自分のウリとなるスキルは何か

自分のウリとなるスキルは何か考えよう

 30歳での転職は、その後のキャリアビジョンを明確にしたうえで行うのがポイントです。これまでのキャリアを振り返り、自分の強みと弱み、今後どんな仕事をしていきたいのかを明確にすることで、応募すべき求人がわかります。とはいえ、転職は自分の希望だけで進むものではありません。

 キャリアアップの転職を果たそうと思うなら、企業に自分を認めてもらえるように、自分のウリとなるスキルを見つけることが大事です。そのためにも、転職活動を始める前に、しっかりキャリアの棚卸しと自己分析をするようにしましょう。

 仕事をしていると感じると思いますが、自分が好きなことは、必ずしも得意なことではありません。
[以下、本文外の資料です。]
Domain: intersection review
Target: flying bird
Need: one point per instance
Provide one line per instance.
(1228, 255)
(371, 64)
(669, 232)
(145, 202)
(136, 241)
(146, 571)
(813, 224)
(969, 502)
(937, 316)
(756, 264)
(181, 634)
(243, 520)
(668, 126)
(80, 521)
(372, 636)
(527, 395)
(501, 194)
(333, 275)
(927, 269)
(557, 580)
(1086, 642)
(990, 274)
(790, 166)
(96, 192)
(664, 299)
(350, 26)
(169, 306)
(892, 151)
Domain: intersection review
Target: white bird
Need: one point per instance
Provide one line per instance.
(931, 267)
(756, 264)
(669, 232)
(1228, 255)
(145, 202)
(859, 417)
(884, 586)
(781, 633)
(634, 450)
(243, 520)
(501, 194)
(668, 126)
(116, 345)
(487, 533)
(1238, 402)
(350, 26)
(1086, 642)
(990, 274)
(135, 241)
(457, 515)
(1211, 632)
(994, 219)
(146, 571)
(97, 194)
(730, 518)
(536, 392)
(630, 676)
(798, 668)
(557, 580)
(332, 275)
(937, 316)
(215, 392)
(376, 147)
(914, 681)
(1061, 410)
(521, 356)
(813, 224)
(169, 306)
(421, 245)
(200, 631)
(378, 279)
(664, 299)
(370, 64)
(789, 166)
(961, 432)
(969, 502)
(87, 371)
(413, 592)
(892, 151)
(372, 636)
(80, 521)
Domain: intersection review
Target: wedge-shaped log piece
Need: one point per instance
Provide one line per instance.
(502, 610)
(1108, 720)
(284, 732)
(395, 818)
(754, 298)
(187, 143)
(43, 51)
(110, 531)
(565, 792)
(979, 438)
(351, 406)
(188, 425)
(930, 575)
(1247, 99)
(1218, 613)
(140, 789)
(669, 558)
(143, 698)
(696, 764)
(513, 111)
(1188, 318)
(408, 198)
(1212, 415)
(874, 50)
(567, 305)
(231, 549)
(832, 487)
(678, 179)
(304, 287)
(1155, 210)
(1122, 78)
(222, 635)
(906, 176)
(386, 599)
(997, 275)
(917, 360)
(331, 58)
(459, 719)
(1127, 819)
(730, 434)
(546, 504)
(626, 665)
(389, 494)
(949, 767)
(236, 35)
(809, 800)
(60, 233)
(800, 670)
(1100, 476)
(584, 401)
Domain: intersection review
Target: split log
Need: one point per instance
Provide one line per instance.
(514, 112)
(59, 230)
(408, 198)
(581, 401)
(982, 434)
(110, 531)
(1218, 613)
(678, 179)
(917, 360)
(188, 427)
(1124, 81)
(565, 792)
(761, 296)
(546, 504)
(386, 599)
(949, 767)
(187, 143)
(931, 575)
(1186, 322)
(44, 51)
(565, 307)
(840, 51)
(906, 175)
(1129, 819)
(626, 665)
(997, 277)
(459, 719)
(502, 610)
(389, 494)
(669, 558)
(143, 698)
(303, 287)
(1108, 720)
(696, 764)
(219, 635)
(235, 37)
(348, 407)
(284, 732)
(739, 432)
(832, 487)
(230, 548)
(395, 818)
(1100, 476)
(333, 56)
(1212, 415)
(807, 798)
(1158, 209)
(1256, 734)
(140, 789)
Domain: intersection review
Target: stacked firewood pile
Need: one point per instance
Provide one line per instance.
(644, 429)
ビジネスマンとして、昇給や昇格、仕事のスケールアップを目指すなら、好きなことより、得意な分野で勝負をする方が、希望が叶いやすいのが現実です。

 そこで、これまでの仕事の実績を振り返り、職務としては何が得意なのか、組織の中ではどういう位置づけなのかを、冷静に振り返ってみてください。すると、他人より自分が優れていると思えるポイントが見えてくるはずです。
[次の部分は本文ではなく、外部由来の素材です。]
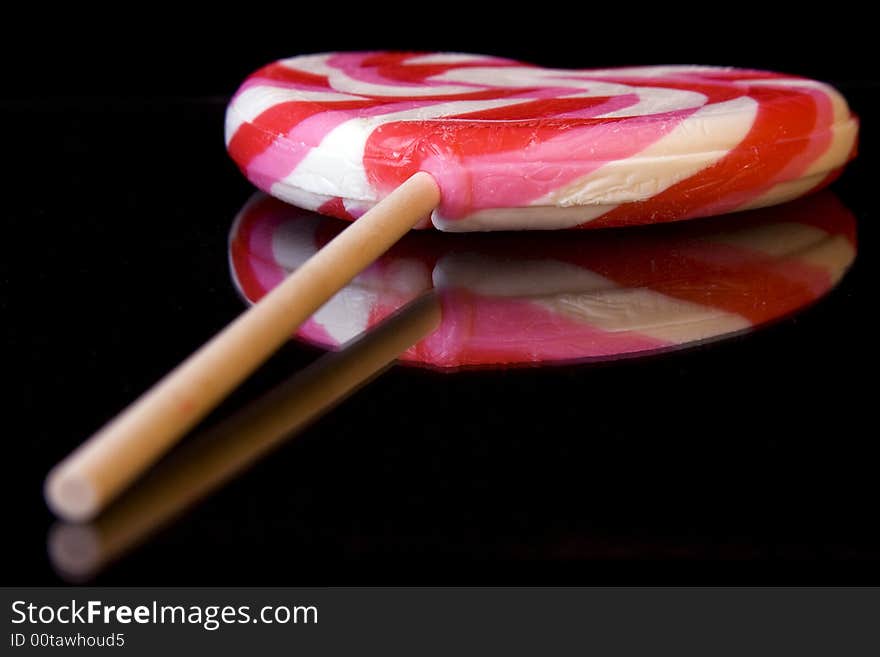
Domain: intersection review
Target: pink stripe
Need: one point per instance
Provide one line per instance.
(516, 178)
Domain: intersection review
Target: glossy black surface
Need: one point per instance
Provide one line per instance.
(748, 461)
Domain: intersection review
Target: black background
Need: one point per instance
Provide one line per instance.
(747, 461)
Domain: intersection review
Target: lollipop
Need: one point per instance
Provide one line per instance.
(514, 146)
(524, 299)
(470, 143)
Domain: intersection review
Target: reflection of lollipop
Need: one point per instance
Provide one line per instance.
(519, 298)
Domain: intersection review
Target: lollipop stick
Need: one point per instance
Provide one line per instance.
(82, 484)
(222, 452)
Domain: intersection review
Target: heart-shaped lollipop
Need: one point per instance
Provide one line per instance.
(474, 143)
(514, 146)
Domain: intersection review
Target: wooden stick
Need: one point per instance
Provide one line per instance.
(79, 551)
(81, 485)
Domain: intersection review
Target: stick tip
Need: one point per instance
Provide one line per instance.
(70, 496)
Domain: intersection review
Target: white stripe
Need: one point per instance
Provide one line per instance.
(253, 101)
(335, 167)
(337, 79)
(695, 143)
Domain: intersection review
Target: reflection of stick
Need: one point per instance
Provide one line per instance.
(87, 480)
(222, 452)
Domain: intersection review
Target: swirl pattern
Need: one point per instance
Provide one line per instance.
(515, 146)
企業側がイメージしやすい具体的なスキルを示すためのポイントとは?

 もし、あなたのウリとなるスキルを企業に理解してもらいたいなら、応募書類や面接できちんとプレゼンしなければなりません。では、あなたを知らない企業の採用担当者に、持っているスキルを具体的に伝えるためには、どんな点に気を付けたらよいのでしょうか。それは、数値や実例を盛り込んで、イメージしやすいように表現することです。
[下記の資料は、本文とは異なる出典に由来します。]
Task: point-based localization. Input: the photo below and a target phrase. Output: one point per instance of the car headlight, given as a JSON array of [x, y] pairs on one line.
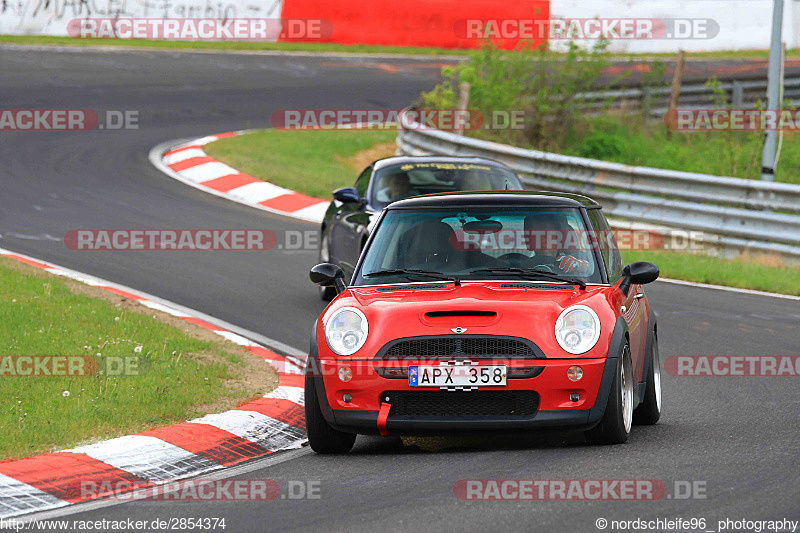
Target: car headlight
[[346, 331], [577, 329]]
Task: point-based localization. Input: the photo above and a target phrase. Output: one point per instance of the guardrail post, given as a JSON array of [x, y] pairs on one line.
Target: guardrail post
[[463, 104], [737, 95], [677, 77]]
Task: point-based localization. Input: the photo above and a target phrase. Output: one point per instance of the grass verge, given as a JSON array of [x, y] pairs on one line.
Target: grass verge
[[183, 371], [743, 273], [316, 162]]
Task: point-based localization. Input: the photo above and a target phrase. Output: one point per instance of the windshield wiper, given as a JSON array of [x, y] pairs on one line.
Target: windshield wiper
[[408, 272], [532, 273]]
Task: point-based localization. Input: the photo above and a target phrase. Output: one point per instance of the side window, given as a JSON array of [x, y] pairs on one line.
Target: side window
[[608, 245], [362, 183]]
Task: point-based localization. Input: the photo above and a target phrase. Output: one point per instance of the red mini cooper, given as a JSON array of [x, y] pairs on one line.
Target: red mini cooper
[[484, 311]]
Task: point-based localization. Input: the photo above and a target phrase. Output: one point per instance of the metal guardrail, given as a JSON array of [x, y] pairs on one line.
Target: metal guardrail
[[741, 94], [739, 213]]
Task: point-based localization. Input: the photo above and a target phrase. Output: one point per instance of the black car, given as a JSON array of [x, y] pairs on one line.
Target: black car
[[352, 213]]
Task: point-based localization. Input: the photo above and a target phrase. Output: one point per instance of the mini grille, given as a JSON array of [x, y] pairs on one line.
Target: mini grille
[[458, 346], [421, 404]]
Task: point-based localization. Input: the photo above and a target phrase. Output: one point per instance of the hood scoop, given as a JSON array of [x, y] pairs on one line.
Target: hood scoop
[[459, 313], [411, 287], [537, 286]]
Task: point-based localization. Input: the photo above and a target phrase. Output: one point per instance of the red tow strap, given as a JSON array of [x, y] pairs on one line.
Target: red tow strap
[[383, 414]]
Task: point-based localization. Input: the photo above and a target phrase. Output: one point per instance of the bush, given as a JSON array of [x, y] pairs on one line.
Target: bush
[[602, 146], [546, 86]]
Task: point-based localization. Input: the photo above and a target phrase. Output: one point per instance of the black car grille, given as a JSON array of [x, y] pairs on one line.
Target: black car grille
[[420, 404], [459, 346]]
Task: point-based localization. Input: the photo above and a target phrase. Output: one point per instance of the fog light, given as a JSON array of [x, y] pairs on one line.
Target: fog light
[[574, 373], [345, 374]]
 例えば営業職なら、目標数字と実績数字、達成率を数値で盛り込むことで、自分の実績を客観的に伝えることができます。例えば経理や財務なら、社内のコスト削減の方策と節約できた金額を例に出せば、知識がなくても理解しやすくなります。そうした、専門知識がなくてもわかりやすいエピソードとともに、自分の強みであるスキルをアピールするのです。

 また、社内で職位についていなくても、リーダーシップを発揮した経験があれば、それも盛り込んでおく方が、自分に価値づけできます。専門用語は使わず、わかりやすい言葉で、自分が持つスキルを伝えるように心がけましょう。